The pandemic has changed many aspects of our lives, not least through the increased use of digital. Many more people work remotely, study online, and engage in online shopping and digital public services. As a result, yesterday, the Irish Government launched a new national digital strategy, Harnessing Digital – The Digital Ireland Framework, to drive and enable the digital transition across the Irish economy and society.
As Ireland emerges from the pandemic, the Government wants to capture and build upon the positive elements of this experience and build on Ireland’s success as the European Headquarters for many high-tech multinationals. This high-level framework sets out a pathway to support Ireland’s ambition to be a digital leader at the heart of European digital developments. It emphasises inclusiveness, security and safety, underpinned by strong governance and a well-resourced regulatory framework.

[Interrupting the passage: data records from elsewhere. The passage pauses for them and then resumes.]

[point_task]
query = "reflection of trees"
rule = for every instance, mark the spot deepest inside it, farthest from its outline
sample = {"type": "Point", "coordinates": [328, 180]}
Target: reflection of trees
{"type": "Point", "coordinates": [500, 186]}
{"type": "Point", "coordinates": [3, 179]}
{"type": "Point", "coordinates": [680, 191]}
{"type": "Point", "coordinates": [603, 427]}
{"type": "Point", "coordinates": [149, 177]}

The Digital Ireland Framework will help maximise the well-being of Irish people and their businesses and fully realise many of the benefits of digital, including more flexible and remote working and new job opportunities; new markets and customers for businesses; and more.
Elements of the Plan
The new National Digital Strategy emphasises cyber security and commits to reviewing the National Cyber Security Strategy in 2022 to recognise progress made and respond effectively to an evolving landscape. This digital strategy aligns with both EU priorities, under the Digital Decade, and national priorities, under the 2021 Economic Recovery Plan and Ireland’s National Recovery and Resilience Plan. It also complements our work towards achieving Ireland’s climate targets, with our green and digital ambitions re-enforcing each other.
The Government will ensure these benefits are achieved by:
- making connectivity available to everyone, including through the National Broadband Plan.
- Remote Working Hubs and Broadband Connection Points.
- Having all Irish households and businesses covered by the Gigabit network no later than 2028.
- All populated areas are covered by 5G no later than 2030.
- Providing digital skills for all – from school to further and higher education.
- The target of increase the share of adults with at least basic digital skills to 80% by 2030.
- Ensuring widespread access and use of inclusive digital public services, with a target of 90%. of services to be consumed online by 2030.
- Helping small businesses benefit from digital opportunities.
- It provides grants and assistance, with a target of 90% of SMEs at basic digital intensity by 2030.
- 75% enterprise take-up in the cloud, AI and big data.
- Increased resources for the National Cyber Security Centre.
- Ensuring a modern and well-resourced regulatory framework.
In welcoming the strategy, the Taoiseach emphasised the importance of harnessing digitalisation gains for all, saying:
“We want to build on Ireland’s successes, with new job and business opportunities, more efficient and accessible government services, more flexible working, a better work-life balance, and better sustainability. “
Support of the Plan
In a press release, IBEC, the group representing Irish business, welcomes the Government’s new National Digital Strategy, stating that it is essential to ensure Ireland is at the forefront of a more sustainable, digital decade.
Erik O Donovan, Ibec’s Head of Digital Economy Policy, said: “A new strategic policy framework and related action plans are essential in coordinating, engaging and enabling everyone in further digital opportunities that can enhance lives and livelihoods across our economy.
“Ibec research indicates that four out of five Irish CEOs see being prepared for technological change as a top priority. Ireland is a recognised international digital hub, but this extends beyond the direct ‘tech’ sector into other areas such as life sciences, financial and professional services, and advanced manufacturing. We estimate that there were 240,000 employed in our ‘digitally intensive’ sectors in 2019. However, we cannot be complacent, the pandemic has accelerated the state and rate of digital transformation for us and our competitors. EU research shows that gaps and divides exist in our relative readiness to access and adopt existing and emerging digitally-enabled opportunities. We need this new framework and related action plans to engage businesses and citizens in responding to these challenges and opportunities.”
Look to the Future
With the launch of the digital strategy, we are setting ambitious targets for the next phase of digitalisation in Ireland to continue to reap the benefits offered by digital technologies. Putting out a clear plan for how communities across Ireland can be brought into the 21 century and provide quality jobs in local communities is something for all businesses to look forward to with eager anticipation.